Tuesday, March 11, 2008, at 18:30

Concordia University, EV-1.615

"An atomic explosion recently conducted by the U.S. Atomic Energy Commission," Mirro-Krome postcard, Bob Petley: Phoenix, Arizona, before 1955. Based on a U.S. Army photograph.

John O'Brian

University of British Colombia

Although I am wary of nuclear photographs, unsure of their excesses and logic, I am convinced they have a crucial place in understanding Cold War anxieties at the time of their making. What, it might be asked, was their role in underwriting a public image of the Bomb? How should the different visual protocols of journalistic, documentary, touristic, and post- documentary nuclear photography be understood? Are there historical meanings that can be attributed to one of these categories, but not to the others? This paper will address an instance in which photography participated in the construction of the atomic imaginary during the Cold War. "Ever since cameras were invented in 1839, photography has kept company with death," writes Susan Sontag in Regarding the Pain of Others, a book deliberating on the hurt and spectacle of war and disaster. My title, "Camera Atomica," means to recall the title of Roland Barthes's book, Camera Lucida, a meditation on the relationship of photographic representation and trauma. For Barthes, cameras are "clocks for seeing" and photographs work to superimpose present reality on the past. The title is also indebted to Paul Virilio's observation in War and Cinema that the technologies of photography and warfare since the mid-nineteenth century have not only become all-pervasive, they have also developed a fatal interdependence.

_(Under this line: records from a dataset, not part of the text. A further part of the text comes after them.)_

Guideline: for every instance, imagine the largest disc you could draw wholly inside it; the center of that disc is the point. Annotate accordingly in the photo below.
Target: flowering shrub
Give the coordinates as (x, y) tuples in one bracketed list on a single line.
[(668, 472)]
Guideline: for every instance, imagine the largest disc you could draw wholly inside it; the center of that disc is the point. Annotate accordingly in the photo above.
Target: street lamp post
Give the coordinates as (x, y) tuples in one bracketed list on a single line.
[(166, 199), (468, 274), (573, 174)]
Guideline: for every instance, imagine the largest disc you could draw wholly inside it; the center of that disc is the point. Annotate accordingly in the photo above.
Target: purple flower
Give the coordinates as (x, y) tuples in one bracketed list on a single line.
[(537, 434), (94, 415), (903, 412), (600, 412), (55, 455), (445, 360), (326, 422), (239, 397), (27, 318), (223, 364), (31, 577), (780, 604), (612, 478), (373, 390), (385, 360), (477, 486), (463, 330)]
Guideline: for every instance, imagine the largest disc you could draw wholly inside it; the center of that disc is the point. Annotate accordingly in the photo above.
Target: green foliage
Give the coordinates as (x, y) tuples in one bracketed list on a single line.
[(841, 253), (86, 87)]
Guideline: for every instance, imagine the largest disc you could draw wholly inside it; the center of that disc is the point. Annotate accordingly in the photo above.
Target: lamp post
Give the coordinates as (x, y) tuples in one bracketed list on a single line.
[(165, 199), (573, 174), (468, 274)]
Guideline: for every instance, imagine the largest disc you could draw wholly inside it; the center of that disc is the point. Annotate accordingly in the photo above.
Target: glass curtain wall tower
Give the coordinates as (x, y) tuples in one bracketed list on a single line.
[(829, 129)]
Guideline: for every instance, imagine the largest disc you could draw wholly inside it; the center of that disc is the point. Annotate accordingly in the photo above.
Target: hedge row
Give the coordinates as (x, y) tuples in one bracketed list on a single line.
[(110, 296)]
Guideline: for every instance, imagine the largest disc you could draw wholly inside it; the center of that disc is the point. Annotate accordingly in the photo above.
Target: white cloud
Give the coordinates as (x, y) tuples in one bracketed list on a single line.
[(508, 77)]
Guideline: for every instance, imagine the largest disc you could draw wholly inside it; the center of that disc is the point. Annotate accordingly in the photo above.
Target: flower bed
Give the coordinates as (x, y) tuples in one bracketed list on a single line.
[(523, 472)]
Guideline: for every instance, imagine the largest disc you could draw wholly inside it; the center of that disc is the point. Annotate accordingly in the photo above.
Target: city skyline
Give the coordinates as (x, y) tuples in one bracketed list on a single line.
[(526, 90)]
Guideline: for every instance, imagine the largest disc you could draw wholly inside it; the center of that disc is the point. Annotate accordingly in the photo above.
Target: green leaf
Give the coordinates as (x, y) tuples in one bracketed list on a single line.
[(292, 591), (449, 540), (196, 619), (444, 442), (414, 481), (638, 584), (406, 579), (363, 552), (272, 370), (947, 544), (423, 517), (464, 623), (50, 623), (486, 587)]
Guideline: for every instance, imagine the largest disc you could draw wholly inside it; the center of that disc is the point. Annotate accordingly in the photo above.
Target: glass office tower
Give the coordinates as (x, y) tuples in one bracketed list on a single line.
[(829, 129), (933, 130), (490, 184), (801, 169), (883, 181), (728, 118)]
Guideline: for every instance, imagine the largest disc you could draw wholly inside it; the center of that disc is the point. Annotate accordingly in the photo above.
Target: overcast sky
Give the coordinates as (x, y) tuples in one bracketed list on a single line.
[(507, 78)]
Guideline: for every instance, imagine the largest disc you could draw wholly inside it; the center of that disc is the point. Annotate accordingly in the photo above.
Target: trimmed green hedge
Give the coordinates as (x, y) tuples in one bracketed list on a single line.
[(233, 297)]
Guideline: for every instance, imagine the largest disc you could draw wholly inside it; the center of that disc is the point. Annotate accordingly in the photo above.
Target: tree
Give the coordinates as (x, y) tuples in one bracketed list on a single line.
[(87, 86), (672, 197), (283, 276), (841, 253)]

Co-sponsored by the McGill Institute for the Study of Canada and the Department of Art History and Communications Studies, McGill University

John O'Brian is Professor of Art History and Faculty Associate of the Peter Wall Institute for Advanced Studies, University of British Columbia. He has published extensively on modern art history, theory and criticism, particularly on the institutionalization of modernism in North America, producing 12 books and more than 50 articles. These include: Ruthless Hedonism: The American Reception of Matisse; Voices of Fire: Art, Rage, Power, and the State (co-edited with Bruce Barber and Serge Guilbaut); The Flat Side of the Landscape; and Degas to Matisse. He is also the editor of the four-volume edition of Clement Greenberg: The Collected Essays and Criticism. His current research interests focus on national landscape narratives, especially as they are played out in North America, and on visual responses in art and photography to nuclear threat and destruction since 1945.